The $500 included in the trial judge’s calculation for other items in addition to the conceded fire damages is an amount between the two experts’ figures. Defendant complains that a medium-priced house should not be judged by the exacting standards of workmanship of a very-high-priced house. We can agree with that principle, but it does not prevent an award for repairing a wall that is “severely out of alignment” or “severely buckled” (as one expert reported) even if the price of the house would require tolerance of slight nonalignment or buckling. Similarly the drain spouts, improperly aimed so that water could splash against the brick veneer, cannot be refused relocation on the ground that the house is not an expensive one.
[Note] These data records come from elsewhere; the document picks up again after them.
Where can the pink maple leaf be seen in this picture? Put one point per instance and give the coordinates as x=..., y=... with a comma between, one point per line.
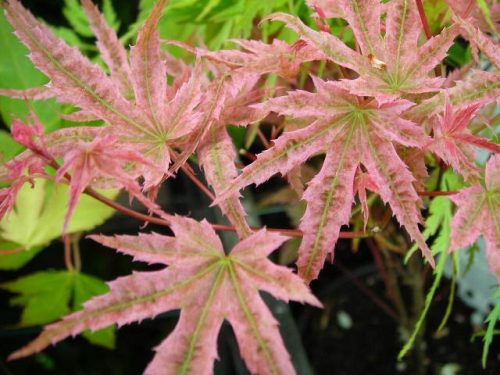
x=17, y=173
x=132, y=101
x=454, y=143
x=391, y=65
x=479, y=214
x=257, y=57
x=97, y=161
x=350, y=132
x=208, y=286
The same is true of the cracked driveway, the fire-damaged closet shelf and the too-short toeboard for the bath vanity.
Finally, we agree with defendant’s argument that $500 “for inconvenience, deprivation and embarrassment” is prohibited by Ostrowe v. Darensbourg, La.1980, 377 So.2d 1201. The measure of price reduction for defects or absence of declared qualities coincides with the cost of repair or of providing the declared qualities. See Lemonier v. Coco, 1959, 237 La. 760, 112 So.2d 436. We could agree that a knowledgeable purchaser would not have agreed to reduce the price by only the cost of repair, but we believe that the cases discussed in Lemonier limit recovery to actual cost.
Amended to eliminate $500 of principal award and to make interest on that award run from July 3,1979, and to increase attorney fees by $350; costs of this appeal to be equally divided.